Kafka Serializers Avro Pt1

Serializing with Apache Avro🔗

🧩 What is Avro?🔗

Apache Avro is a data serialization system — meaning it defines how data is structured, stored, and transmitted between systems in a compact and efficient way.

It was created by Doug Cutting (also the creator of Hadoop and Lucene) to solve a common problem in distributed systems:

“How do you exchange complex structured data between systems written in different languages — without losing type information or causing compatibility issues?”

⚙️ How Avro Works🔗

At its core, Avro works with two components:

Schema – Defines the structure (fields, types, defaults) of your data.
Data – The actual binary or JSON-encoded data following that schema.

So Avro separates “what the data looks like” (schema) from “what the data is” (values).

📄 Avro Schema Example (in JSON)🔗

Here’s how a simple Avro schema looks:

{
  "type": "record",
  "name": "Employee",
  "namespace": "com.company",
  "fields": [
    {"name": "id", "type": "int"},
    {"name": "name", "type": "string"},
    {"name": "department", "type": ["null", "string"], "default": null}
  ]
}

This defines a record with three fields:

id (integer)
name (string)
department (optional string — can be null)

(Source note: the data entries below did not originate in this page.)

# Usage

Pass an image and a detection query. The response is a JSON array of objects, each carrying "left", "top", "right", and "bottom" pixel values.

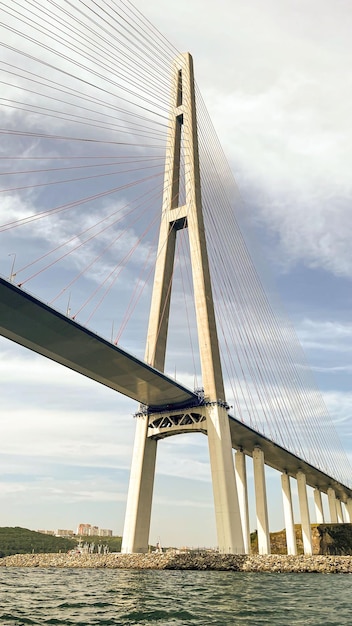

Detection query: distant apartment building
[
  {"left": 77, "top": 524, "right": 112, "bottom": 537},
  {"left": 55, "top": 528, "right": 75, "bottom": 537},
  {"left": 98, "top": 528, "right": 112, "bottom": 537}
]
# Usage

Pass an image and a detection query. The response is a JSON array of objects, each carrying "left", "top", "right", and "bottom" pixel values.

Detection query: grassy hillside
[
  {"left": 0, "top": 526, "right": 122, "bottom": 558},
  {"left": 0, "top": 526, "right": 77, "bottom": 557}
]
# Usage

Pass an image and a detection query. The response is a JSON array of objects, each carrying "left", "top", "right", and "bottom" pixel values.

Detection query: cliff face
[{"left": 251, "top": 524, "right": 352, "bottom": 556}]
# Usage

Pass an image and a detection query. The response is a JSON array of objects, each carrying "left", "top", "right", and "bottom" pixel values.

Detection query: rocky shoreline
[{"left": 0, "top": 552, "right": 352, "bottom": 574}]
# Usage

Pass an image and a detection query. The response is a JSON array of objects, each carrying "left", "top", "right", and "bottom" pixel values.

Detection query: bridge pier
[
  {"left": 235, "top": 450, "right": 251, "bottom": 554},
  {"left": 281, "top": 472, "right": 297, "bottom": 554},
  {"left": 346, "top": 498, "right": 352, "bottom": 524},
  {"left": 336, "top": 498, "right": 344, "bottom": 524},
  {"left": 253, "top": 446, "right": 271, "bottom": 554},
  {"left": 327, "top": 487, "right": 337, "bottom": 524},
  {"left": 296, "top": 472, "right": 313, "bottom": 554},
  {"left": 121, "top": 415, "right": 157, "bottom": 554},
  {"left": 314, "top": 488, "right": 324, "bottom": 524},
  {"left": 207, "top": 402, "right": 244, "bottom": 554}
]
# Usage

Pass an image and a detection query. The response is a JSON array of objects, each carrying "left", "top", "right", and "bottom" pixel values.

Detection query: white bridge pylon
[{"left": 122, "top": 54, "right": 245, "bottom": 554}]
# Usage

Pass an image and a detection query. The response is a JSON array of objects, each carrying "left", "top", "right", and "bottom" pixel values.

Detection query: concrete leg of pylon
[
  {"left": 235, "top": 450, "right": 251, "bottom": 554},
  {"left": 207, "top": 402, "right": 244, "bottom": 554},
  {"left": 345, "top": 498, "right": 352, "bottom": 524},
  {"left": 336, "top": 498, "right": 344, "bottom": 524},
  {"left": 327, "top": 487, "right": 337, "bottom": 524},
  {"left": 121, "top": 415, "right": 157, "bottom": 554},
  {"left": 253, "top": 447, "right": 271, "bottom": 554},
  {"left": 296, "top": 472, "right": 313, "bottom": 554},
  {"left": 314, "top": 489, "right": 324, "bottom": 524},
  {"left": 281, "top": 473, "right": 297, "bottom": 554}
]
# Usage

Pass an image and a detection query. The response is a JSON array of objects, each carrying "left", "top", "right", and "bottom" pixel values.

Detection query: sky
[{"left": 0, "top": 0, "right": 352, "bottom": 547}]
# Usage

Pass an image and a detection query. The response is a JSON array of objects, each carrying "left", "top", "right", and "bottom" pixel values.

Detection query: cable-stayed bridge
[{"left": 0, "top": 2, "right": 352, "bottom": 553}]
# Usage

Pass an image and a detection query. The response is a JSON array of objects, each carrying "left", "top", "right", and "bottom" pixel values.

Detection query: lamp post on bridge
[{"left": 8, "top": 252, "right": 16, "bottom": 283}]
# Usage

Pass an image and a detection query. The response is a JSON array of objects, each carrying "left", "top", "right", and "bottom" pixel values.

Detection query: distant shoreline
[{"left": 0, "top": 552, "right": 352, "bottom": 574}]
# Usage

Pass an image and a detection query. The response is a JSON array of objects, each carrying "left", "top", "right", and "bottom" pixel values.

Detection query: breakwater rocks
[{"left": 0, "top": 552, "right": 352, "bottom": 574}]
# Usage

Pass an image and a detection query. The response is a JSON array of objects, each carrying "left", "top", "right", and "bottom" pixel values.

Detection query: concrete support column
[
  {"left": 296, "top": 471, "right": 313, "bottom": 554},
  {"left": 253, "top": 447, "right": 270, "bottom": 554},
  {"left": 121, "top": 415, "right": 157, "bottom": 554},
  {"left": 314, "top": 489, "right": 324, "bottom": 524},
  {"left": 235, "top": 450, "right": 251, "bottom": 554},
  {"left": 336, "top": 498, "right": 343, "bottom": 524},
  {"left": 281, "top": 473, "right": 297, "bottom": 554},
  {"left": 207, "top": 403, "right": 244, "bottom": 554},
  {"left": 346, "top": 498, "right": 352, "bottom": 524},
  {"left": 327, "top": 487, "right": 337, "bottom": 524}
]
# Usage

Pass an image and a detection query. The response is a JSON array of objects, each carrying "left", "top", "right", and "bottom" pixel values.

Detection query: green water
[{"left": 0, "top": 568, "right": 352, "bottom": 626}]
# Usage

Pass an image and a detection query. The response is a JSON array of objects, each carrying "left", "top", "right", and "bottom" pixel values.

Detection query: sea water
[{"left": 0, "top": 568, "right": 352, "bottom": 626}]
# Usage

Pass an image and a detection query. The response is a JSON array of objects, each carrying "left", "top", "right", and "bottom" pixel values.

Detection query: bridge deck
[
  {"left": 0, "top": 278, "right": 352, "bottom": 501},
  {"left": 0, "top": 278, "right": 198, "bottom": 408}
]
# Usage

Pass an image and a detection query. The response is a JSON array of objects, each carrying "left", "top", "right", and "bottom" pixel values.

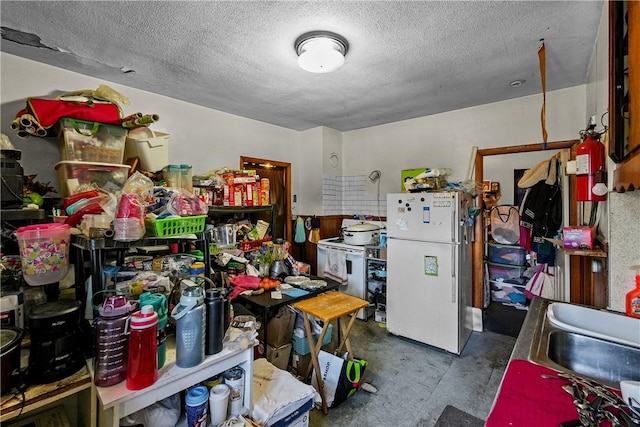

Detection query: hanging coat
[{"left": 518, "top": 156, "right": 562, "bottom": 266}]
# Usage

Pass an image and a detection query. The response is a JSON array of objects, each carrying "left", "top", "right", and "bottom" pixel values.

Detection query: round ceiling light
[{"left": 295, "top": 31, "right": 349, "bottom": 73}]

💾 Serialization and Deserialization🔗

Serialization: Converting data (e.g., a Python object) into Avro binary using the schema.
Deserialization: Reading Avro binary data back into a usable form using the same or compatible schema.

Because the schema is embedded in Avro files, they are self-describing — any system can read them if it supports Avro.

🧠 Why Avro Is Special🔗

Here are Avro’s key advantages:

Feature	Description
🗂️ Schema-based	Data has a well-defined structure stored in JSON format.
⚡ Compact Binary Format	Binary encoding reduces file size and improves I/O performance.
🔄 Schema Evolution	You can change schemas over time (add, rename, remove fields) without breaking existing consumers.
🌐 Language Neutral	Works with many languages (Java, Python, C++, Go, etc.).
💬 Great for Messaging Systems	Used in Kafka, Redpanda, and Schema Registry setups.
🧱 Splittable and Compressible	Ideal for big data systems (Hadoop, Spark, Hive).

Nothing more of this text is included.